Press "Enter" to skip to content

Category: Kafka / Flink

Benchmarking Kafka

Jack Vanlightly continues a series on Dimster. First up is a benchmark of consumer groups versus share groups:

In this first share group benchmarking post, we’re going to use share groups as they are not intended to be used, but for a good reason. Share groups allow you to move past partitions as the unit of parallelism by allowing multiple consumers to read from the same partition, using message queue semantics. We’ll run those kinds of tests in the next post. In this post I just want to understand if the mechanics of how share groups work add any additional overhead compared to consumer groups. So we’ll use share groups as if they were consumer groups (by capping consumer count to partition count).

Objective: Use synthetic tests to measure the overhead of share groups compared to consumer groups in identical conditions.

After that, Jack simulates processing time:

In this post we’re going to simulate processing time in the consumers to make these benchmarks more realistic and show the utility of share groups (namely the ability to parallelize processing beyond the partition count).

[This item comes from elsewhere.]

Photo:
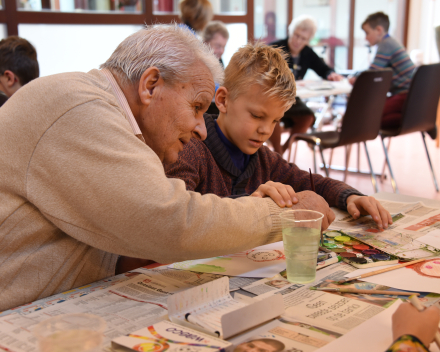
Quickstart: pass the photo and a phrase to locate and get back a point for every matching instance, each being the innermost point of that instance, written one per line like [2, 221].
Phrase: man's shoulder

We’ll see how the following two configurations play an important role in parallelizing consumption with share groups:

  • max.poll.records (consumer config)
  • group.share.partition.max.record.locks (broker-side config)

And there’s one more post in the series so far:

In the last post we used simulated consumer processing time to reveal how important it is to set an appropriate value for max.poll.records to ensure the consumer parallelism that we expect. With a uniform distribution of messages over partitions, the rule of thumb was a value somewhat lower than:

group.share.partition.max.record.locks / number of consumers per partition

But there’s more to parallel consumption than max.poll.records. The size of producer batches also plays a role when using the default share.acquire.mode (batch_optimized).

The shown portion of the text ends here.